Sur les droits de la caisse primaire d'assurance maladie du Val-de-Marne :

Considérant qu'aux termes du troisième alinéa de l'article L. 376-1 du code de la sécurité sociale : « Si la responsabilité du tiers est entière ou si elle est partagée avec la victime, la caisse est admise à poursuivre le remboursement des prestations mises à sa charge à due concurrence de la part d'indemnité mise à la charge du tiers qui répare l'atteinte à l'intégrité physique de la victime, à l'exclusion de la part d'indemnité, de caractère personnel, correspondant aux souffrances physiques ou morales par elle endurées et au préjudice esthétique et d'agrément » ; qu'il résulte de ces dispositions que le recours de la caisse s'exerce sur les sommes allouées à la victime en réparation de la perte d'une chance d'éviter un préjudice corporel, la part d'indemnité de caractère personnel étant seule exclue de ce recours ; que, par suite, la caisse primaire d'assurance maladie du Val-de-Marne a droit au remboursement de la somme de 179 430 F qu'elle justifie avoir versé au titre des débours résultant des suites dommageables pour son assurée de l'opération ; que, dès lors. il y a lieu de condamner l'ASSISTANCE PUBLIQUE-HOPITAUX DE PARIS à verser à ladite caisse la somme de 179 430 F qui s'imputera sur la réparation du préjudice relatif à l'atteinte à l'intégrité physique ;

Sur les droits de Mlle Bayram :

Considérant que, compte tenu de ce qui vient d'être dit, le montant de l'indemnité due à Mlle Bayram par l'ASSISTANCE PUBLIQUE-HOPITAUX DE PARIS doit être fixé, compte tenu de la perte de chance, aux deux tiers de la somme de 579 430 F et 360 000 F, le tout diminué de 179 430 F dus à la caisse, soit 446 860 F ;

Considérant qu'il résulte de ce qui précède que Mlle Bayram est fondée à soutenir que c'est à tort que le tribunal administratif de Paris, par un jugement du 25 juin 1996, a rejeté sa demande de réparation des préjudices résultant de l'intervention qu'elle a subie le 16 janvier 1992 ;

Sur les intérêts :

Article 1er : l’arrêt du 26 février 19998 de la cour administrative d’appel de Paris et le jugement du 25 juin du tribunal administratif de Paris sont annulés.

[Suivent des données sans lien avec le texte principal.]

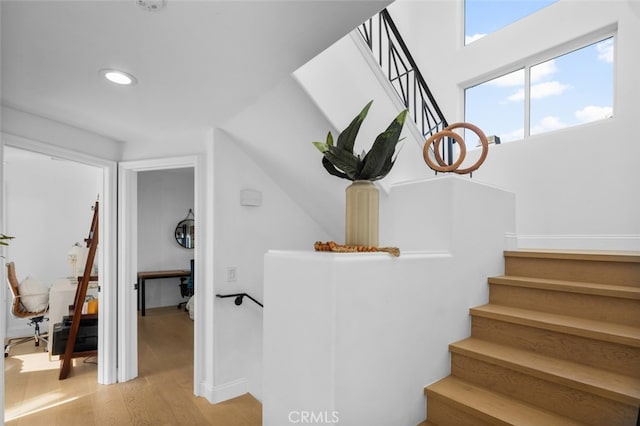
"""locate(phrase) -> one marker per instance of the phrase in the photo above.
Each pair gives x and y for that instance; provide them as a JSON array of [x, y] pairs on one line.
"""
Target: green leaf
[[343, 161], [379, 157], [347, 138], [329, 139], [332, 170]]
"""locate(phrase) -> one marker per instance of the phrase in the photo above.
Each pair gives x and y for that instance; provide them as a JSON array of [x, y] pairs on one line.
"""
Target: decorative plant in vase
[[361, 225]]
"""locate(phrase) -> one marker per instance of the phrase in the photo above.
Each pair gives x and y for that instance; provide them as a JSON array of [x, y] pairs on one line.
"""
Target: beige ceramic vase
[[361, 224]]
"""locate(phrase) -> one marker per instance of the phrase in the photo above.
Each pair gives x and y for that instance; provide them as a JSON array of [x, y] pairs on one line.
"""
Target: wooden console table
[[148, 275]]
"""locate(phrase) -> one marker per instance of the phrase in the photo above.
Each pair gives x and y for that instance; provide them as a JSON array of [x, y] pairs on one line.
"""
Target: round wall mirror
[[185, 231]]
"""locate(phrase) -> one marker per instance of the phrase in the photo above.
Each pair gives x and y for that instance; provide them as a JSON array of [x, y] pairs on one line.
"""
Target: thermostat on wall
[[250, 197]]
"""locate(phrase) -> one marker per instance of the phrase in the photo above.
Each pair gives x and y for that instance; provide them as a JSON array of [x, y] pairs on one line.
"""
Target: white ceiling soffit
[[198, 63]]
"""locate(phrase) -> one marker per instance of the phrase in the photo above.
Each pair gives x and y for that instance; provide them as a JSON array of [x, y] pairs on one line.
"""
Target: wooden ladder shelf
[[75, 310]]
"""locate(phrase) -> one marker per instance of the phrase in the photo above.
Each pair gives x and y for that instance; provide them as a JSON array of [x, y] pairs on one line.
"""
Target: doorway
[[130, 172], [53, 263]]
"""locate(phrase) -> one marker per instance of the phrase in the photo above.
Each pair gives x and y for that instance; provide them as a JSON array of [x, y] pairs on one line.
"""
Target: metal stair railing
[[392, 54]]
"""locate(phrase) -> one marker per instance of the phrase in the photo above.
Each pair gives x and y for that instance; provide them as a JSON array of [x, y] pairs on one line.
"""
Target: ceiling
[[198, 63]]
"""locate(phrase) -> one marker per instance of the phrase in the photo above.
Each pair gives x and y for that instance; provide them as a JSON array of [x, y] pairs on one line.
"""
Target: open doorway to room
[[48, 203], [154, 196], [166, 241]]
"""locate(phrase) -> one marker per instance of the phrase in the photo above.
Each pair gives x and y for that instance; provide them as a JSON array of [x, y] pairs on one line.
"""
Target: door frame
[[107, 342]]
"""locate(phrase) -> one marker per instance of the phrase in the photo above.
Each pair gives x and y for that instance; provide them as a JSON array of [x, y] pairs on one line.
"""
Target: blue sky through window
[[567, 90], [483, 17]]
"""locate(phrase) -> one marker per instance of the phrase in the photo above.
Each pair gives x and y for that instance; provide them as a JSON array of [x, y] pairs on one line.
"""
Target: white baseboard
[[22, 330], [225, 391], [629, 242]]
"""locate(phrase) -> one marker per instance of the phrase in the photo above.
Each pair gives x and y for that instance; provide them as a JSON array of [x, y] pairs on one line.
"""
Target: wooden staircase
[[557, 344]]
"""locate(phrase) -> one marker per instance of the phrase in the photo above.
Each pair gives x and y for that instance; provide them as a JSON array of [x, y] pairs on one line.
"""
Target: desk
[[149, 275]]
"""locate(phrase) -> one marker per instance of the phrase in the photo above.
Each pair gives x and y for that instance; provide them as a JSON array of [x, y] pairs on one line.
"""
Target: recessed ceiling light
[[118, 77]]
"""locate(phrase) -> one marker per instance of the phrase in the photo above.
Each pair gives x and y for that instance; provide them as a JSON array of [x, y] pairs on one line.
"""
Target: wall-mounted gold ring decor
[[439, 165]]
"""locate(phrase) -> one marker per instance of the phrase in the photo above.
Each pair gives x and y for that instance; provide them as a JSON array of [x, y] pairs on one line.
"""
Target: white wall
[[48, 209], [576, 188], [164, 199], [242, 235]]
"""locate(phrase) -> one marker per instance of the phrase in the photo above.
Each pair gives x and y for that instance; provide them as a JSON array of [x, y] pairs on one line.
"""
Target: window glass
[[572, 89], [482, 17], [564, 91], [497, 107]]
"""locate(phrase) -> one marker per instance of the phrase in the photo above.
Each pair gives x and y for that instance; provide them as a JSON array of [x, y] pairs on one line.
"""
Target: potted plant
[[361, 224]]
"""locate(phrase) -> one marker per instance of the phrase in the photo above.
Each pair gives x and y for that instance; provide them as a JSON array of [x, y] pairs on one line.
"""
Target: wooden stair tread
[[620, 291], [593, 255], [491, 406], [605, 331], [604, 383]]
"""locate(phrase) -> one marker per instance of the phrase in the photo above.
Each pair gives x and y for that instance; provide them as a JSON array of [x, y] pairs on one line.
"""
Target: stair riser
[[605, 355], [602, 308], [444, 414], [570, 402], [615, 273]]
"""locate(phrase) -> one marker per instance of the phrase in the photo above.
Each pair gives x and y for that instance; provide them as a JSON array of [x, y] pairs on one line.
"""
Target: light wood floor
[[161, 395]]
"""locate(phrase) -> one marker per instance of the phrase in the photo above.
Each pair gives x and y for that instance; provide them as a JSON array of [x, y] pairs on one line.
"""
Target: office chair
[[20, 311]]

Article 2 : L’ASSISTANCE PUBLIQUE-HOPITAUX DE PARIS versera à Melle Bayram la somme de 446 860 F assortie des intérêts légaux à compter du 29 juin 1994.

Article 3 : L’ASSISTANCE PUBLIQUE-HOPITAUX DE PARIS versera à la caisse primaire d’assurance maladie du Val-de-Marne la somme de 179 430 F assortie des intérêts légaux à compter du 17 avril 1996. 

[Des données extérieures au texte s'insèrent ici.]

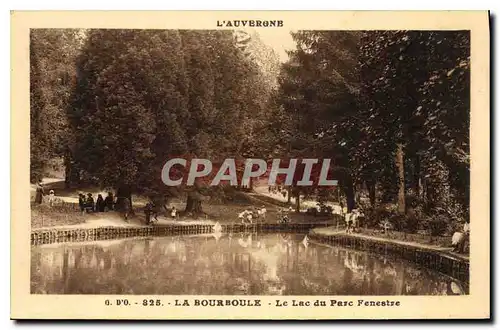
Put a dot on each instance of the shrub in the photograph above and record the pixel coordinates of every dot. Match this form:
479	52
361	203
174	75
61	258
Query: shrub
411	222
438	225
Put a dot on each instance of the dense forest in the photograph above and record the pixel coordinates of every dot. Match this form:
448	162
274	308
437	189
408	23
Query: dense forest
390	108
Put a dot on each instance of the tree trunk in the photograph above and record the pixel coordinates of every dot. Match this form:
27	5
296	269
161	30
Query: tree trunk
416	176
123	192
297	202
371	192
193	205
67	170
401	181
351	202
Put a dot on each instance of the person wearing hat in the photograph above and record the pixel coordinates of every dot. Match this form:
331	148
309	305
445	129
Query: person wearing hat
89	203
52	197
39	192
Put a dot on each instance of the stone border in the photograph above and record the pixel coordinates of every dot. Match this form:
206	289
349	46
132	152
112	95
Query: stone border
60	235
443	262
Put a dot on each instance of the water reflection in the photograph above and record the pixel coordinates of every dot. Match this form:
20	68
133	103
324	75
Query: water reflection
217	263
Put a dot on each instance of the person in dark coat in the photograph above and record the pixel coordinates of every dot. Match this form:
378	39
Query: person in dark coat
109	201
39	192
90	203
99	207
81	202
126	208
148	210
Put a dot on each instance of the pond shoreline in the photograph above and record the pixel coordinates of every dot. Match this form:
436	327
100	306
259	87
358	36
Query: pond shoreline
81	234
433	257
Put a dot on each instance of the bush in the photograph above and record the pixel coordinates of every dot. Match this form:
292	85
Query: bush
438	225
375	216
411	222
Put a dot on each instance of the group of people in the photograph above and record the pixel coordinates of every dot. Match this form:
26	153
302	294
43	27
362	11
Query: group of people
247	216
277	190
88	204
152	210
352	221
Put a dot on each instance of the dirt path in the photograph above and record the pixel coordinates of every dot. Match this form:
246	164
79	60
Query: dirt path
328	231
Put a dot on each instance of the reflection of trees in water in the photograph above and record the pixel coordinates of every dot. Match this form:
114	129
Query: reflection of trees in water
266	264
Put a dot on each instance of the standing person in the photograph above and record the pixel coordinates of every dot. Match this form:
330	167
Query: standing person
100	205
39	192
173	213
90	203
109	201
148	210
52	197
126	208
81	202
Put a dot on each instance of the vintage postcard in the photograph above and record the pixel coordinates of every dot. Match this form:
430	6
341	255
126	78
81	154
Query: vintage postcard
250	165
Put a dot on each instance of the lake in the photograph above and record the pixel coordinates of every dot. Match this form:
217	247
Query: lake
222	264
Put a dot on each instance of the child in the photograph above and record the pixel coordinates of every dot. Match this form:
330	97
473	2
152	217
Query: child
173	213
52	197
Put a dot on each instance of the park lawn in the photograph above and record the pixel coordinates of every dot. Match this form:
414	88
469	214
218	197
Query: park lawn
68	214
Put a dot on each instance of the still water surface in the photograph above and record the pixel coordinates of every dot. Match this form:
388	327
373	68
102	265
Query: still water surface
266	264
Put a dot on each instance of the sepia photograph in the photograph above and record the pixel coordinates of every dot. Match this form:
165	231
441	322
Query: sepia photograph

Article 4 : Le surplus des conclusions de la requête de Mlle Bayram devant la cour administrative d'appel de Paris et de sa demande devant le tribunal administratif de Paris est rejeté.

Article 5 : La présente décision sera notifiée à l'ASSISTANCE PUBLIQUE-HOPITAUX DE PARIS, à Mlle Figen Bayram, à la caisse primaire d'assurance maladie du Val-de-Marne et au ministre de l'emploi et de la solidarité.